ORIGINAL STORY (13/08): A second developer has come forward asking key reseller site G2A to refund “10 times the money” it alleges it has lost after the developer was forced to refund illegally purchased copies of their game on the site.
Charlie Cleveland – founder and game director at Subnautica developer Unknown Worlds – shared his experience with G2A on Twitter.
“Hey [G2A] – thank you for offering to pay 10x the revenue lost due to our [Natural Selection 2] game keys sold on your shady platform,” he wrote. “You now owe us $300,000. Thanks.”
— Charlie Cleveland (@Flayra) August 12, 2019
After a number of independent developers publicly requested players to pirate their games rather than buy them through key reseller marketplace G2A last month, G2A said it would “pay developers 10 times the money they lost on chargebacks after their illegally obtained keys were sold on G2A” if the developers “prove such a thing actually happened on their stores”. It also wrote a lengthy justification for its business practices, stating: “it’s a good thing that people can re-sell keys and, with or without G2A, they will continue to do so”.
In response to a petition pushing G2A to stop selling independent games through its site, G2A then detailed a new system that enables developers to block keys they don’t want to be sold on its marketplace. Citing the project as being “time-consuming and expensive”, the company asked for developers to register their interest. If the project received 100 signatories between now and August 15th, it would develop the new system, but yesterday GI.biz reported only 19 companies had gone ahead and registered interest in G2A’s proposal.
Cleveland also hit back at claims the key blocker project would be “time-consuming and expensive”.
“It’s a load of crap that this tool would be ‘expensive’ to develop,” he said (thanks, GI.biz). “It’s also suspect how they are pushing the names of developers who don’t want their games to be sold on their service — it’s almost like they want blowback from players who don’t understand the shadiness of their service and be encouraged to review bomb those developers. It’s also terrible to put the impetus on developers to have to take action with G2A to get this proposal moving in the first place, while G2A profits off grey market sales and credit card fraud.”
Cleveland’s claims follow a similar bid from Factorio developer Wube Software, which has also asked G2A to refund it. The reseller responded by confirming it would “start contacting some audit companies” but admitted it would “take some time”.
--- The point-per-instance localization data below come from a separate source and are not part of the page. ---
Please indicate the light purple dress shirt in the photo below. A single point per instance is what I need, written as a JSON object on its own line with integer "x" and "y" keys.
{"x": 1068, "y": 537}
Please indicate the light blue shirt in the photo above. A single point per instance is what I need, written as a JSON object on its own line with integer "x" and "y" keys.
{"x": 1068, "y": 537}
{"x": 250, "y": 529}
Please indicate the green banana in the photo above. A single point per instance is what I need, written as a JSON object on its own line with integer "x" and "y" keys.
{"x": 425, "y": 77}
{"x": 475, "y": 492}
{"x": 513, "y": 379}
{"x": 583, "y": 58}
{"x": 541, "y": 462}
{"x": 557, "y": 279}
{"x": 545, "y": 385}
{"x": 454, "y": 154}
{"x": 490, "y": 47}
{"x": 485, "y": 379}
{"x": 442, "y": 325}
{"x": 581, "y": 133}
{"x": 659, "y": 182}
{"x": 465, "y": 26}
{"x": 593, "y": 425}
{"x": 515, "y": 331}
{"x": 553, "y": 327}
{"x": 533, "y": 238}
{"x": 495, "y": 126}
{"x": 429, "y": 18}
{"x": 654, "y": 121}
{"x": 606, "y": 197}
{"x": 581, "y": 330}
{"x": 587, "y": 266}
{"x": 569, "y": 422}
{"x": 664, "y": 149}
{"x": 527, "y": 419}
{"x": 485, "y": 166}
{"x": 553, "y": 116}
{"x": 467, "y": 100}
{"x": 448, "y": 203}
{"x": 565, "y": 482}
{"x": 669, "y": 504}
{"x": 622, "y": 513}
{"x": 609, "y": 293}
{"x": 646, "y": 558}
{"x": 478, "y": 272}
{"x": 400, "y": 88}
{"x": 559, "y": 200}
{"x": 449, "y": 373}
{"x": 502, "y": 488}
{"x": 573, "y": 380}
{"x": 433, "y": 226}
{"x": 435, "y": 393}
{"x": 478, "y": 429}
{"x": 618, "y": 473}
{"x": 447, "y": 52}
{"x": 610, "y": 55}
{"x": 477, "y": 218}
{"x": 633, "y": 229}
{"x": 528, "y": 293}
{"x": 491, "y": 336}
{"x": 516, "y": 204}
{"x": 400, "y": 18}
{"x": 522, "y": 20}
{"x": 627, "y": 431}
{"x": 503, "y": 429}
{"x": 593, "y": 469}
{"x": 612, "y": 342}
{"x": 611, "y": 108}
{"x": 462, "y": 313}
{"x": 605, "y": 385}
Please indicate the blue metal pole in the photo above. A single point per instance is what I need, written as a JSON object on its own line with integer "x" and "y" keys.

G2A’s subsequent efforts to bolster its public image backfired when people approached by the company to run undisclosed sponsored posts went public. The email explained that G2A had prepared an “unbiased” article called “selling stolen keys on gaming marketplaces is pretty much impossible”. But while it describes the article as being “a transparent and just review of the problem of stolen key reselling”, it then went on to ask the recipient to post the article on their website without a disclaimer that the article was sponsored, contrary to FTC and ASA guidelines.
G2A has since tried to distance itself from the email, stating the correspondence was “absolutely unacceptable” and sent out “without authorisation”.